Aus kirchlicher Sicht ist der Ansatz der Außenminister, die Menschenrechte in der europäischen Außenpolitik und damit auch die Achtung der positiven und negativen Religionsfreiheit weltweit zu verteidigen und zu fördern, zu begrüßen.

Hinsichtlich der Ausgestaltung der Leitlinien hat das EKD-Büro Brüssel den EAD darauf aufmerksam gemacht, dass der Entwurf dahingehend ergänzt werden sollte, dass

  • die kollektive Dimension der Religionsfreiheit und die öffentliche Ausübung der Religion als wesentlicher Teil der Religionsfreiheit Berücksichtigung finden,
  • auch die mediale Darstellung von Konflikten insbesondere dahingehend beobachtet werden sollte, ob sie dazu führt, bestimmte Bevölkerungsgruppen zu stigmatisieren oder Konflikte weiter zu verschärfen,
  • die Freiheit religiöser und theologischer Bildung und Ausbildung in den betroffenen Ländern garantiert sein muss und
  • in der Konfliktanalyse vor allem darauf geachtet wird, im Sprachgebrauch zu nuancieren und zu differenzieren.
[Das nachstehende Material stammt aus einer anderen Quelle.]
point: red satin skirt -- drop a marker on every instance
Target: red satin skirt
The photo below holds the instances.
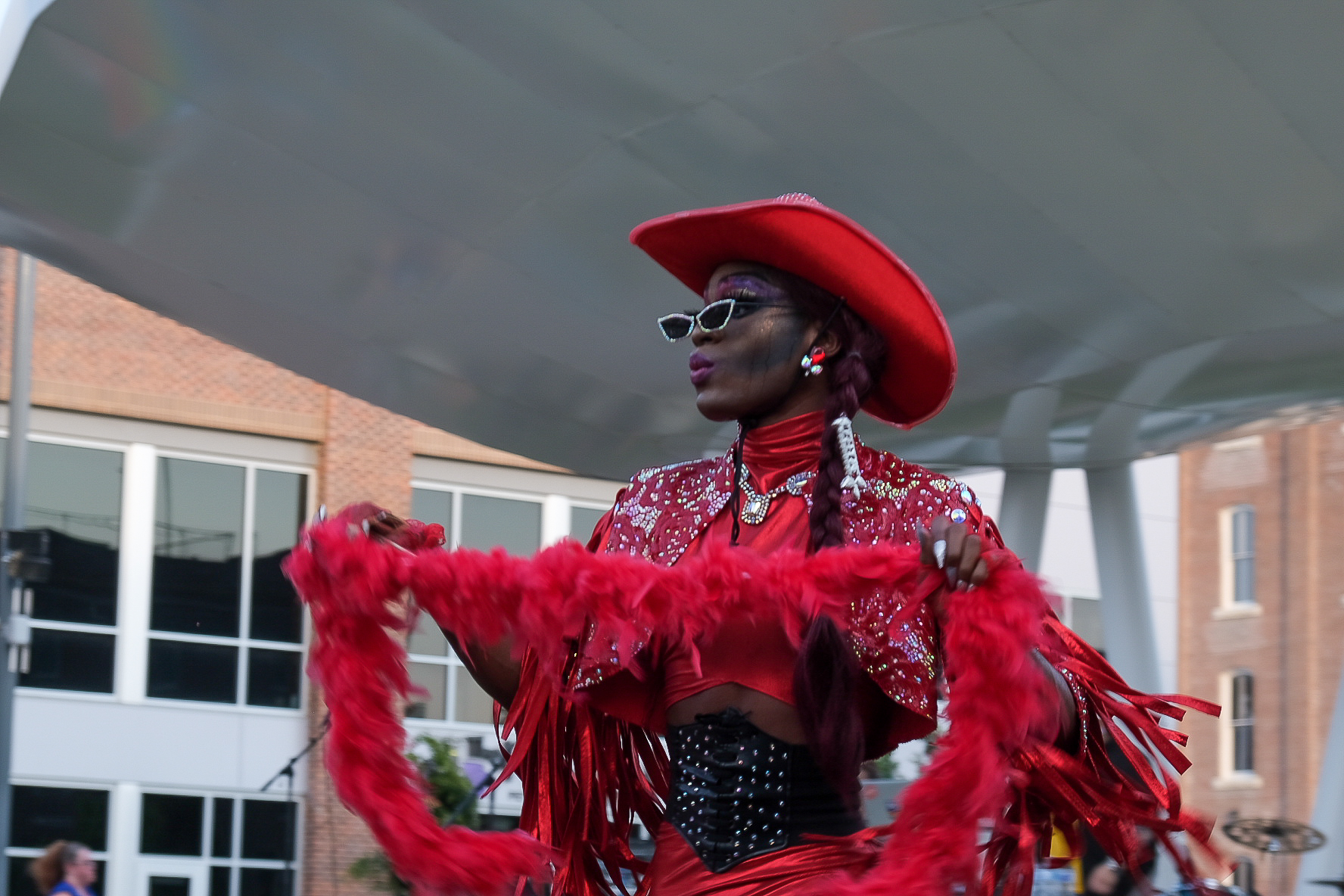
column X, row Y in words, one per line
column 677, row 871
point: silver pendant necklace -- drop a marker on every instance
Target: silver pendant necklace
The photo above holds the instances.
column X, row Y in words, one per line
column 756, row 506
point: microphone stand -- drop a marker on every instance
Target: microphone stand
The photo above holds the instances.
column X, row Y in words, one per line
column 288, row 774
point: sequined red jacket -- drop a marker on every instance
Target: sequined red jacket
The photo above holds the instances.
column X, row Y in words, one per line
column 666, row 508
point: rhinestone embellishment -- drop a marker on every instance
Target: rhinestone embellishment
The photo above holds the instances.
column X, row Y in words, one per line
column 756, row 506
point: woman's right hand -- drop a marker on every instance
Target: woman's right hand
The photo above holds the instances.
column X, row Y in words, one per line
column 384, row 524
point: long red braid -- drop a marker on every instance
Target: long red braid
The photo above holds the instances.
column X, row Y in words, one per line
column 827, row 674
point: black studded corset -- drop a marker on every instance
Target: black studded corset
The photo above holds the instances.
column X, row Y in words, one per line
column 739, row 793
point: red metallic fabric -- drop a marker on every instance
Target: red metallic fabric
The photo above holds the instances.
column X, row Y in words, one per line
column 677, row 511
column 593, row 779
column 677, row 871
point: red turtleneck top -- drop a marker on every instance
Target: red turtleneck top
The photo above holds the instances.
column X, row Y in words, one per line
column 753, row 656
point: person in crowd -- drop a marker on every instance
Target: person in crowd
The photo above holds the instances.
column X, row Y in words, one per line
column 67, row 866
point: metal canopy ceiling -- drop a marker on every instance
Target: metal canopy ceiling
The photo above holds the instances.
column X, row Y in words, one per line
column 1134, row 204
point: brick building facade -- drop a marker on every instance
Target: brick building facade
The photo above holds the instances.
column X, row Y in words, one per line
column 114, row 378
column 1262, row 620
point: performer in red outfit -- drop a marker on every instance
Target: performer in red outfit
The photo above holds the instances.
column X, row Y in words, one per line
column 767, row 714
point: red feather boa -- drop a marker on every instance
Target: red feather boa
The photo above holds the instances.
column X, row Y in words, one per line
column 577, row 762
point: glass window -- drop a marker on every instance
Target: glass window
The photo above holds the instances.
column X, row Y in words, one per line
column 74, row 496
column 222, row 829
column 198, row 547
column 582, row 521
column 43, row 814
column 263, row 882
column 219, row 880
column 273, row 677
column 488, row 521
column 1243, row 554
column 431, row 698
column 431, row 506
column 201, row 549
column 268, row 829
column 1243, row 722
column 275, row 614
column 170, row 885
column 171, row 825
column 74, row 493
column 70, row 661
column 190, row 670
column 472, row 703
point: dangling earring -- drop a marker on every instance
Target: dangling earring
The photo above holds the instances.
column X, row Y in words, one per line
column 812, row 362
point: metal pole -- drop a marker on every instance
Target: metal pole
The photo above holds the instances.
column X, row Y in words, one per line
column 15, row 502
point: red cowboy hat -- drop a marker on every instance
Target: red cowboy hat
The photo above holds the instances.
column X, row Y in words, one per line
column 798, row 234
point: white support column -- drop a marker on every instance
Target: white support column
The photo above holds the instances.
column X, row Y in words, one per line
column 1022, row 516
column 15, row 20
column 135, row 574
column 1127, row 613
column 555, row 519
column 1025, row 445
column 1328, row 814
column 123, row 838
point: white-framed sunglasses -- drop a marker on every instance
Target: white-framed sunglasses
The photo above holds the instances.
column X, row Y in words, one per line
column 711, row 317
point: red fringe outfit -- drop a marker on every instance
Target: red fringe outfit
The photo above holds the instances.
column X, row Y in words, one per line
column 666, row 609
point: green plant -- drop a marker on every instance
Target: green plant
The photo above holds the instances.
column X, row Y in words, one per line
column 450, row 792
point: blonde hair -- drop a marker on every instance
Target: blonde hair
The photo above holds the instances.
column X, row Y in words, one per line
column 48, row 868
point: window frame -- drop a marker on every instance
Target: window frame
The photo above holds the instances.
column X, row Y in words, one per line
column 88, row 627
column 207, row 829
column 450, row 660
column 244, row 642
column 1229, row 608
column 1230, row 776
column 455, row 667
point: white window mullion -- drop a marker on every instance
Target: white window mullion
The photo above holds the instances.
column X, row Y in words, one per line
column 135, row 573
column 456, row 535
column 123, row 838
column 245, row 578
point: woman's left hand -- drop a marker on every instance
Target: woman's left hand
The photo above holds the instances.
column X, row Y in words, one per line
column 950, row 547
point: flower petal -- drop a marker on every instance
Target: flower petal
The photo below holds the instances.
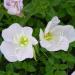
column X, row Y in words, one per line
column 13, row 11
column 33, row 40
column 8, row 50
column 28, row 30
column 10, row 32
column 24, row 53
column 60, row 43
column 41, row 34
column 51, row 24
column 67, row 31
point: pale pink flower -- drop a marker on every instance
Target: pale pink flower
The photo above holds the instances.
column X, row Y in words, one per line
column 14, row 7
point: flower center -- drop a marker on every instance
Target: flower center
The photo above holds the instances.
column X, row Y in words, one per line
column 23, row 41
column 48, row 36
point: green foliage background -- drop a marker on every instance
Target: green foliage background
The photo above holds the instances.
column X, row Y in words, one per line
column 37, row 13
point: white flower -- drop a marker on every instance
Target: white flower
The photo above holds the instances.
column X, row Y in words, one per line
column 18, row 43
column 14, row 7
column 73, row 73
column 56, row 37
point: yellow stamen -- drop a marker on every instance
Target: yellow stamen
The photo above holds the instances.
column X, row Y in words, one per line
column 48, row 36
column 23, row 41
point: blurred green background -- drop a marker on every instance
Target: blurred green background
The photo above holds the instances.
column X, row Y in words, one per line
column 37, row 13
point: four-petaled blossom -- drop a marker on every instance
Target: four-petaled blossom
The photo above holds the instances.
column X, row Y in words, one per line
column 73, row 73
column 14, row 7
column 18, row 43
column 56, row 37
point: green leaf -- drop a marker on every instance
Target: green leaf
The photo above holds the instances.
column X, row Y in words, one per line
column 29, row 67
column 60, row 73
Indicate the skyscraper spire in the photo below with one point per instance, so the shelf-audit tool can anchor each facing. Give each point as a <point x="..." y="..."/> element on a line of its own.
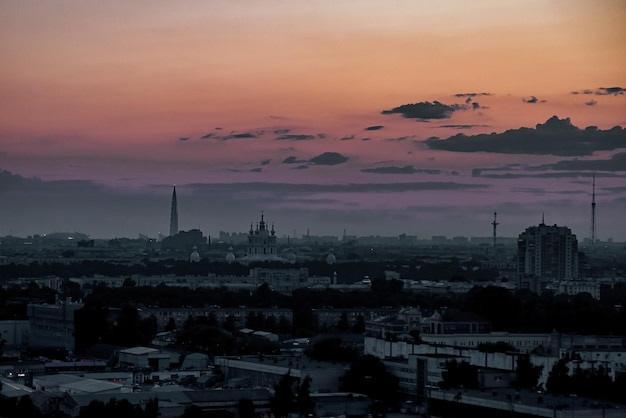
<point x="174" y="215"/>
<point x="593" y="212"/>
<point x="495" y="224"/>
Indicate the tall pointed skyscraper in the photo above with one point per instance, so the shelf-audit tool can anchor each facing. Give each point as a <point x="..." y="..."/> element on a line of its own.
<point x="174" y="215"/>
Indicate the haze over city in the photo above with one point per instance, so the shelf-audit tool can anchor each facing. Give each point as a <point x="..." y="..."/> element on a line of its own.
<point x="368" y="116"/>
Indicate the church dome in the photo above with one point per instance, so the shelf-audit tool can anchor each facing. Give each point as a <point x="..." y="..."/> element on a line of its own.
<point x="230" y="256"/>
<point x="194" y="257"/>
<point x="331" y="259"/>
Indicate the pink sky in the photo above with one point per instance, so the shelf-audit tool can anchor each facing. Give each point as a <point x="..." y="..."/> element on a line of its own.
<point x="103" y="92"/>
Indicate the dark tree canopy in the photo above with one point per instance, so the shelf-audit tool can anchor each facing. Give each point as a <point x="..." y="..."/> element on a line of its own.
<point x="368" y="376"/>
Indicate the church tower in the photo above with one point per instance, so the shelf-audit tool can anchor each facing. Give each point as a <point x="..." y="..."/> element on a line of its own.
<point x="174" y="215"/>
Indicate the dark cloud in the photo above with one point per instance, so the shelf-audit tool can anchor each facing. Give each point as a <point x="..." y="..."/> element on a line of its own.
<point x="541" y="191"/>
<point x="615" y="91"/>
<point x="425" y="110"/>
<point x="241" y="136"/>
<point x="292" y="137"/>
<point x="480" y="172"/>
<point x="292" y="160"/>
<point x="398" y="139"/>
<point x="407" y="169"/>
<point x="603" y="91"/>
<point x="329" y="158"/>
<point x="14" y="183"/>
<point x="228" y="189"/>
<point x="532" y="100"/>
<point x="471" y="95"/>
<point x="462" y="126"/>
<point x="616" y="163"/>
<point x="587" y="91"/>
<point x="554" y="137"/>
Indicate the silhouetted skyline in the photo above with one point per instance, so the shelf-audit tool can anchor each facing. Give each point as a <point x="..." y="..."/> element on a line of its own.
<point x="375" y="117"/>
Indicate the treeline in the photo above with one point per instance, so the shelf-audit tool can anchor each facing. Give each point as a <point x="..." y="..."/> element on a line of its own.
<point x="347" y="272"/>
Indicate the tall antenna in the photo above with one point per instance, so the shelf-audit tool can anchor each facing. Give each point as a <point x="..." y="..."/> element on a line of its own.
<point x="174" y="214"/>
<point x="593" y="212"/>
<point x="495" y="224"/>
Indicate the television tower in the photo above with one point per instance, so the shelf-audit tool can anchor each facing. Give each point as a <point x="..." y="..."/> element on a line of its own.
<point x="593" y="212"/>
<point x="174" y="215"/>
<point x="495" y="224"/>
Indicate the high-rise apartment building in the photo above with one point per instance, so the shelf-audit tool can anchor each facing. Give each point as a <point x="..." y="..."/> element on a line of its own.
<point x="547" y="252"/>
<point x="174" y="215"/>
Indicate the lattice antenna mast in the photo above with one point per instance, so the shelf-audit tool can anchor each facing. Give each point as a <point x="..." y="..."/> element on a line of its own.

Dafür gelte es zu analysieren, inwieweit tatsächlich eine religiöse Dimension des Konfliktes vorliege oder ob nicht in Wirklichkeit wirtschaftliche, politische oder andere Gründe im Vordergrund stünden und Religion nur vordergründig Auslöser für Gewalt oder Auseinandersetzungen sei.

Des Weiteren wurde vorgeschlagen:

  • bei der Auswertung von Daten zu religiöser Verfolgung auf die Verlässlichkeit, Unabhängigkeit und seriöse Erhebung solcher Daten zu achten. Wenn möglich sollten Daten, wenigstens teilweise, selber erhoben werden oder nur Quellen herangezogen werden, deren Objektivität gesichert ist.
  • in Drittländern darauf hinzuwirken, dass auch in den dortigen Behörden Schulungen/Fortbildungen zu Fragen der Religionsfreiheit und zum respektvollen Umgang mit verschiedenen Religionen stattfinden.
  • die EU-Delegationen im Rahmen ihrer Möglichkeiten anzuhalten, Dialog- und Austauschforen zu schaffen, um präventiv oder nach erfolgten Auseinandersetzungen zwischen den Konfliktparteien zu vermitteln.

Für die Fortbildungen des Stabes des EAD in Religionsfragen sollte schließlich nach Möglichkeit mit den betreffenden Religionsgemeinschaften kooperiert werden. Wo dies nicht möglich ist, könnte auf Expertise in der Wissenschaft zurückgegriffen werden.

Über die gebotene Stärkung der EU-Menschenrechtspolitik hinaus sollte der "Faktor Religion" aus kirchlicher Sicht fester Bestandteil der EU-Außenpolitik werden. Denn ohne ein Grundverständnis religionspolitischer und -soziologischer Zusammenhänge kann erfolgreiche Außenpolitik nicht gelingen. Das gilt für das Auswärtige Amt wie für den Europäischen Auswärtigen Dienst. Wissen um religiöse Hintergründe sind unabdinglich zum Verständnis fremder Kulturen, aber auch zur Konfliktprävention und Mediation in Krisenzeiten.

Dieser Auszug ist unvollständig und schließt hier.